(4 pm. – promoted by ek hornbeck)
For those who are new … we discuss books. I list what I’m reading, and people comment with what they’re reading. Sometimes, on Sundays, I post a special edition on a particular genre or topic.
If you like to trade books, try bookmooch
The Inheritance of Rome: Illuminating the dark ages by Chris Wickham. A really good history of Europe and western Asia, from 400 to 1000 AD.
This one is more or less on hold. I need to pay more attention to it to keep track of all the unfamiliar names. Right now, I am not in the mood for this sort of book.
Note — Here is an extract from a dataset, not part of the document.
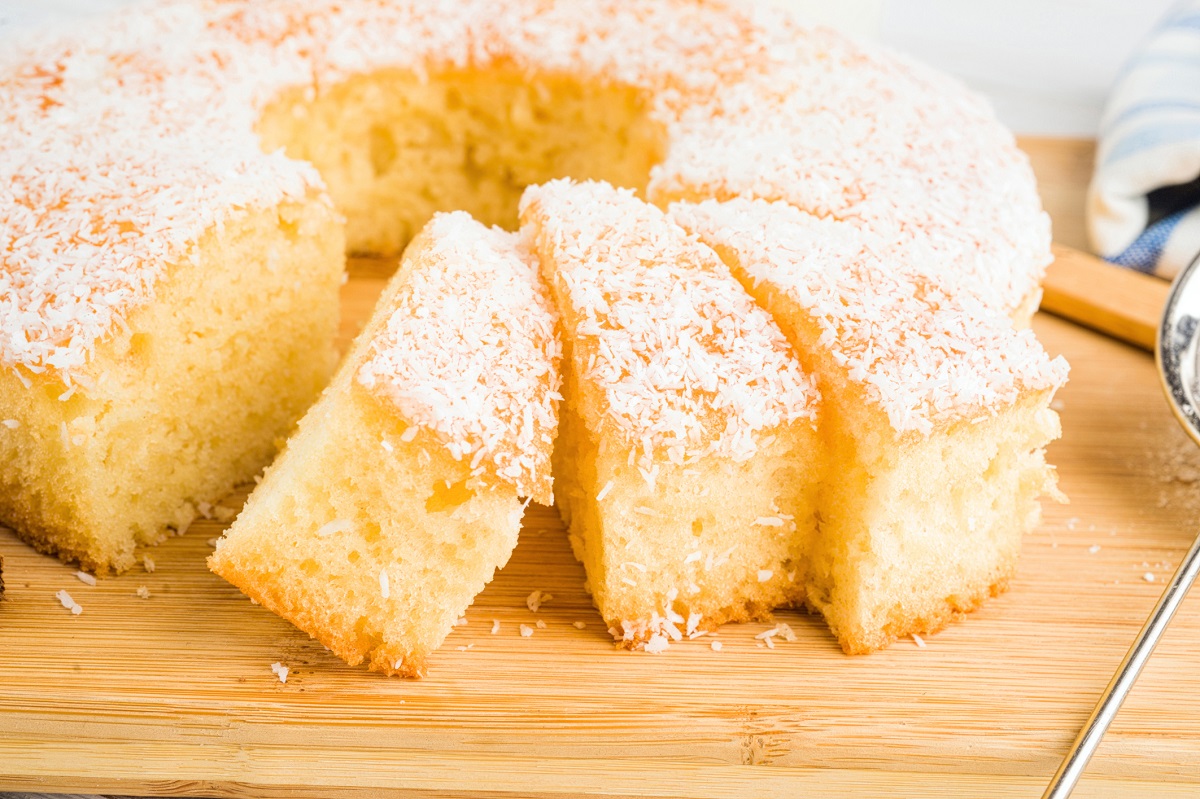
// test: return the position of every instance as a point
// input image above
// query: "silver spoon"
(1177, 355)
The Great SF stories volume 1: 1939 ed. by Isaac Asimov and Martin Greenberg. I have this whole series on my shelf and I think I will re-read them
Best Writing on Mathematics 2010 by Mircea Picci. A collection of articles about mathematics. Most of them are really great. Math lovers will want this one. (This book has disappeared on my shelves; I gotta find it)
Judgment under Uncertainty: Heuristics and Biases ed. by Kahneman, Slovic and Tversky. A collection of now classic works on how people reason under uncertainty.
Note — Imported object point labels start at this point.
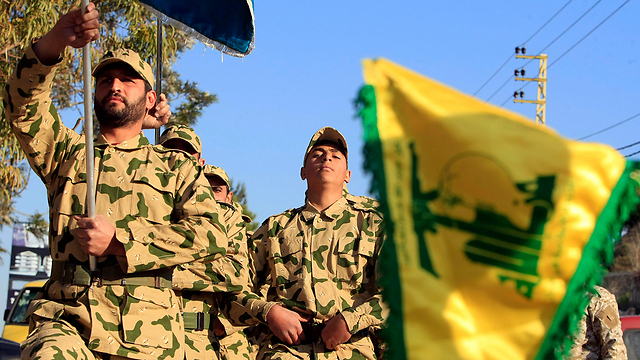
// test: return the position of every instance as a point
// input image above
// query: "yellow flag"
(497, 227)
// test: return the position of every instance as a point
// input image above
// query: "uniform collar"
(135, 142)
(332, 213)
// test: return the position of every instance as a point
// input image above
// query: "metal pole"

Washington: A life which I am reading on my new Kindle 2 (my old Kindle broke). So far, it’s living up to the hugely favorable reviews, although the beginning was a bit repetitive about some aspects of Washington’s personality.
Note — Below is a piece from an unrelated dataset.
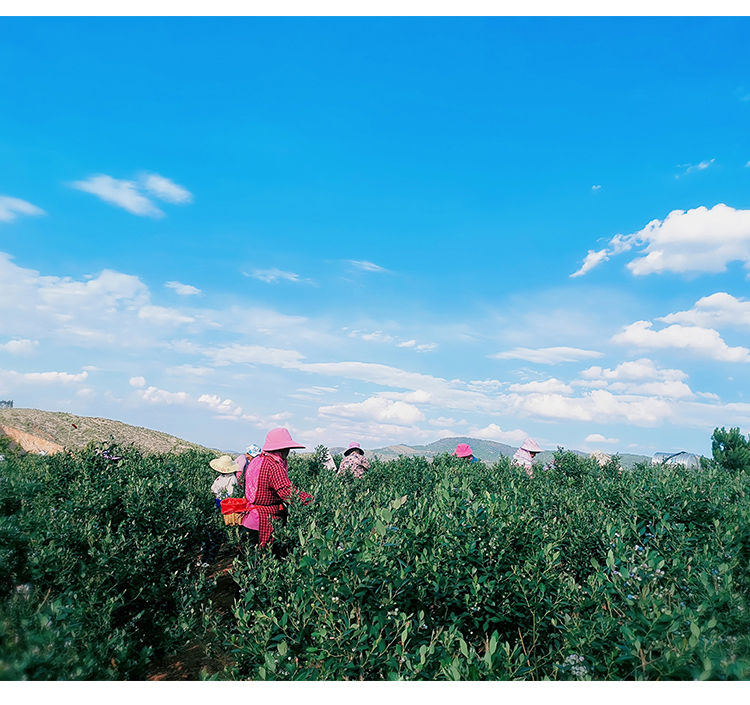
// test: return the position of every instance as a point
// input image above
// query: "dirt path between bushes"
(195, 657)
A re-read of Quicksilver, the first in the Baroque Cycle by Neal Stephenson. A huge novel (3,000 pages altogether) about all sorts of things related to the era of Newton and Leibniz. Definitely worth a re-read.
Dark Fire by CJ Sansom. The second in the Matthew Shardlake series. I like this one too. (spoiler alert). In Dissolution, Shardlake has been disillusioned with Cromwell (that’s Thomas, not Oliver), having learned that he did a lot of foul things. But now he is drafted by Cromwell again.
Musicophilia by Oliver Sacks. Subtitle is “tales of music and the brain” and that describes it well. Written with Sacks’ typical clarity and humanity.
Charming Proofs. A book of beautiful (or charming) proofs in mathematics, nearly all of which require no advanced math.